Boys in the Trees
Written by Nicholas Verso
Directed by Nicholas Verso
Watched on 29.09.2017
Don’t get fooled by that godawful poster that’s reminiscent of the “Twilight”-movies. While there is a supernatural aspect to it, “Boys in the Trees” couldn’t be further away from those. This is a much more serious story that’s not about romance (albeit such a one is included too) but rather about growing up. How we sometimes – especially in the troubled teenager-years, with all the social pressures and insecurities – are in danger of losing ourselves. Of becoming something different from who we are, let alone want to be. It’s about this time of transition, where part of us still clings to (and starts to bemoan the loss of) the child that we were, while we are about to figure out the man/woman we’re about to become. This time where we finish school and are about to face the great big unknown that is life – and our view is equally directed to the past as it is to the future. Mostly, though, it’s about friendship. How we sometimes lose the people who once were most important for us, and why this happens. I also really loved the analogy of teenage boys being like werewolves, following the leader of the pack, and trying everything to be part of a larger group instead of being left out and standing alone on the sidelines. And how we sometimes betray our closest friends to reach this goal. Still, no one is demonized here; even the main bully is allowed to show his vulnerable, human side towards the end.

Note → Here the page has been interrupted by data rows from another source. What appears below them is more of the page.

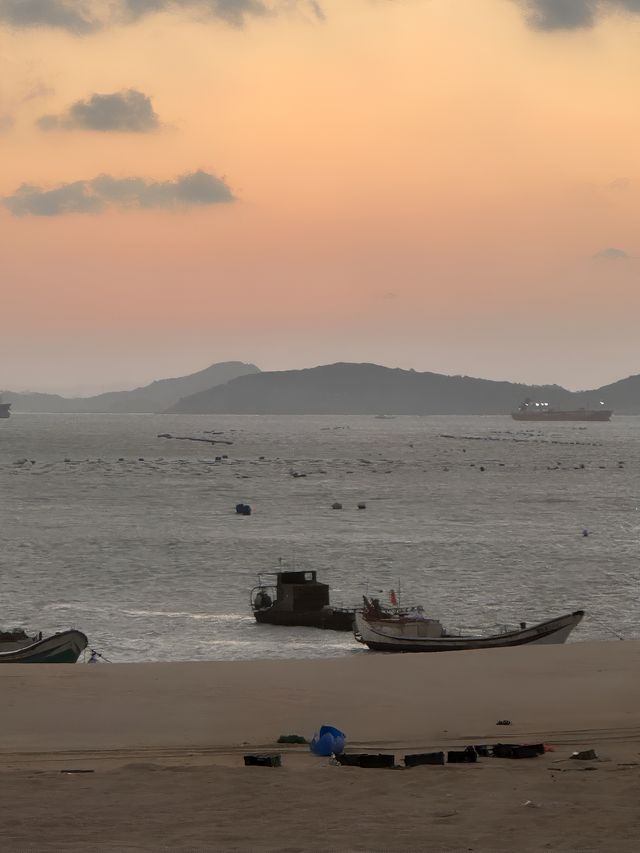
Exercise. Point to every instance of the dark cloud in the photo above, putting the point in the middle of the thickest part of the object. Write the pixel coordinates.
(128, 111)
(573, 14)
(611, 254)
(84, 16)
(76, 16)
(191, 190)
(234, 12)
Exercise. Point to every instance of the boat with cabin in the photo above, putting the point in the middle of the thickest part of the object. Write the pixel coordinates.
(297, 598)
(17, 646)
(384, 632)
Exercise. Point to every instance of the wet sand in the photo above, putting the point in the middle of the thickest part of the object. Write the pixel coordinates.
(165, 744)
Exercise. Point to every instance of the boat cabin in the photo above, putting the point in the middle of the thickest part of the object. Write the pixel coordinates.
(290, 590)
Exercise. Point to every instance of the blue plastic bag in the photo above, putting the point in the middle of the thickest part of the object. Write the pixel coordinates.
(327, 741)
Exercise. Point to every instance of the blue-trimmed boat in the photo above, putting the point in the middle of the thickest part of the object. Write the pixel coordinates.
(63, 647)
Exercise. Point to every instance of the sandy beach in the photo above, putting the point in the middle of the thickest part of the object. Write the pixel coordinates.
(165, 745)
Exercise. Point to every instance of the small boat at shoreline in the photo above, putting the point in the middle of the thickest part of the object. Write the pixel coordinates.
(382, 632)
(62, 647)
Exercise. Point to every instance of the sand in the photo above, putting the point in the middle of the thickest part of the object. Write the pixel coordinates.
(165, 744)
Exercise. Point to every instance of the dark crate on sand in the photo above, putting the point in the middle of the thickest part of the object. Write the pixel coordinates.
(263, 759)
(424, 758)
(365, 759)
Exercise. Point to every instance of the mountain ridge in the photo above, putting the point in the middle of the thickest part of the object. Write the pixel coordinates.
(364, 388)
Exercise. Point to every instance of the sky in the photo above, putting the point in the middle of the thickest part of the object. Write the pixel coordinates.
(445, 185)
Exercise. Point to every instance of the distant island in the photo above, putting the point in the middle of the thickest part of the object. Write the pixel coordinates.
(336, 389)
(156, 397)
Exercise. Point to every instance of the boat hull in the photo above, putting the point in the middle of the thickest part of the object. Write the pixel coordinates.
(327, 618)
(65, 647)
(584, 415)
(384, 636)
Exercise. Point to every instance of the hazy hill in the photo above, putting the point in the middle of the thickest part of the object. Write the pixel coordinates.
(622, 396)
(365, 389)
(155, 397)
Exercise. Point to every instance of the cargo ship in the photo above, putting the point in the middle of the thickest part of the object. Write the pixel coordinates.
(530, 411)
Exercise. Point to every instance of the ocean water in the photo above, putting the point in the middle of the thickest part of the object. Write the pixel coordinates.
(134, 539)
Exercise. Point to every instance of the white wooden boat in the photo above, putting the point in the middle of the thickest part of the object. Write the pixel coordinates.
(411, 634)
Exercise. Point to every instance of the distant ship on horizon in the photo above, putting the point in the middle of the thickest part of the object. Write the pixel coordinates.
(535, 411)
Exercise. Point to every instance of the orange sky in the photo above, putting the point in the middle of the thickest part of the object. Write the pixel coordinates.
(420, 184)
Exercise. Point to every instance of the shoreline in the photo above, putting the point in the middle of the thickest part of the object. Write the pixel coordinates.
(141, 757)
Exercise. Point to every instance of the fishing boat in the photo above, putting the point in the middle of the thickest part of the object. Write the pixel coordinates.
(536, 411)
(297, 598)
(63, 647)
(384, 633)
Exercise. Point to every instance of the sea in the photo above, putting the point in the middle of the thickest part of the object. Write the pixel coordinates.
(109, 526)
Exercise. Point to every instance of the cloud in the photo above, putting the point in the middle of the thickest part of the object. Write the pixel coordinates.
(194, 189)
(549, 15)
(75, 16)
(128, 111)
(85, 16)
(611, 254)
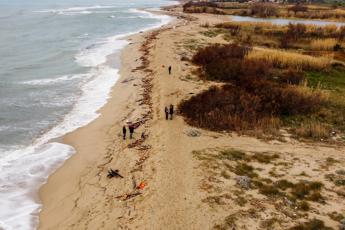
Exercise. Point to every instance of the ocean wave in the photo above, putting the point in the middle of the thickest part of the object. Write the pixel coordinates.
(75, 9)
(96, 54)
(24, 171)
(51, 81)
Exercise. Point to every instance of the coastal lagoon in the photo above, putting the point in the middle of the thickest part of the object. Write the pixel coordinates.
(285, 21)
(54, 76)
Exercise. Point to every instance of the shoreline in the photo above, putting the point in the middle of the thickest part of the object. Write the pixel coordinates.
(170, 179)
(124, 90)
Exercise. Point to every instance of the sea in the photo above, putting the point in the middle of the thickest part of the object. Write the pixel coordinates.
(54, 77)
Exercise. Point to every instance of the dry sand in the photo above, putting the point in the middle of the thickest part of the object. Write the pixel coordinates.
(80, 196)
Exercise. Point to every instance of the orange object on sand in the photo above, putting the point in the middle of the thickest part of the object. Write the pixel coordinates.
(141, 185)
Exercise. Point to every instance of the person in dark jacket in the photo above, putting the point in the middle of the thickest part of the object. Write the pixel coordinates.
(171, 111)
(124, 132)
(131, 131)
(166, 110)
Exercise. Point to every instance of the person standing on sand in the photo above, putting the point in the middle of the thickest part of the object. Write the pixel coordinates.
(166, 110)
(171, 111)
(124, 132)
(131, 131)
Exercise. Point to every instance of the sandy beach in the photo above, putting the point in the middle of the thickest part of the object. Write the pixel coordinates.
(79, 195)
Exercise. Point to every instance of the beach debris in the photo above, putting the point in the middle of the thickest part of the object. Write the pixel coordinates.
(128, 196)
(244, 181)
(342, 224)
(136, 143)
(141, 186)
(114, 173)
(193, 133)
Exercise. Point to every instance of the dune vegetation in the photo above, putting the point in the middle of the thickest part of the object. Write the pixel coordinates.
(273, 78)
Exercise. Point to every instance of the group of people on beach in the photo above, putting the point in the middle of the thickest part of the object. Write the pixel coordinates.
(131, 128)
(169, 112)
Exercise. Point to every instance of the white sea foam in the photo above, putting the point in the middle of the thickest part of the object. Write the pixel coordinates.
(75, 10)
(50, 81)
(24, 171)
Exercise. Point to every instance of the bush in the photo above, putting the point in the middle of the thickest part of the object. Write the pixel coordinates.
(298, 8)
(314, 224)
(264, 9)
(293, 77)
(245, 107)
(215, 53)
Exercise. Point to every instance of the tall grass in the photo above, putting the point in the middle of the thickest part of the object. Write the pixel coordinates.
(285, 59)
(323, 44)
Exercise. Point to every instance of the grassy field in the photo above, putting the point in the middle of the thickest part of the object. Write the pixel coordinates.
(330, 11)
(290, 77)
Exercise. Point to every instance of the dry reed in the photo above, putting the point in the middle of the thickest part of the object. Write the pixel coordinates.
(285, 59)
(323, 44)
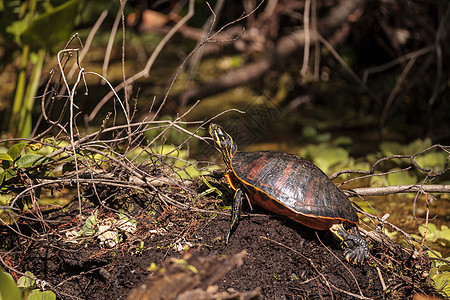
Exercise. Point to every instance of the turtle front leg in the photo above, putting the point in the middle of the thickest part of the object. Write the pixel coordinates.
(236, 212)
(356, 248)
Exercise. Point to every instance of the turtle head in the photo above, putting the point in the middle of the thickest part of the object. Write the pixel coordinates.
(223, 141)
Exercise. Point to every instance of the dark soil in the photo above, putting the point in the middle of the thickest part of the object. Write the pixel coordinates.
(284, 259)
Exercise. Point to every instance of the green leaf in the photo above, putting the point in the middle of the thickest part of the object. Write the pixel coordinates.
(8, 288)
(30, 160)
(5, 156)
(25, 281)
(89, 228)
(441, 283)
(7, 175)
(391, 148)
(15, 151)
(52, 27)
(38, 295)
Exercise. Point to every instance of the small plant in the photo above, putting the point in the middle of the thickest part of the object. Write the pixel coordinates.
(25, 288)
(440, 276)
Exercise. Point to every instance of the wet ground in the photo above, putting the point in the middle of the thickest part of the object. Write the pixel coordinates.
(283, 259)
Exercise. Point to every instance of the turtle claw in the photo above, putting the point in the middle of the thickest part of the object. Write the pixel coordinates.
(356, 248)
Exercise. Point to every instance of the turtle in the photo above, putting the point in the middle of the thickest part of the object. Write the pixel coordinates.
(291, 186)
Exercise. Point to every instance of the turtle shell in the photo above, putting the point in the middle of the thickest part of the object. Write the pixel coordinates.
(288, 185)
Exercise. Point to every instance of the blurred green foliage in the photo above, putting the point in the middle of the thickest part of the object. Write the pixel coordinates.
(30, 29)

All this grounded stuff is further enhanced by a couple of scary stories that are well thought out, beautifully told, very well incorporated into the film, and which also say something about the world we live in. The acting is great – I was especially impressed by lead actor Toby Wallace – and Nicholas Verso’s direction is flawless, enriching his own story with a couple of beautiful, haunting images. It is a tad too long, though – especially at the beginning, and towards the end. Also, for whatever reason, I had a hard time finding my way into the movie. A couple of things felt rather random to me. And the big “twist” doesn’t really work as such at all, since it’s so painfully obvious from very early on. Mostly, though, “Boys in the Trees” was a very enjoyable and (especially near the end) also quite touching story about friendship, and the pains of growing up. Definitely recommended!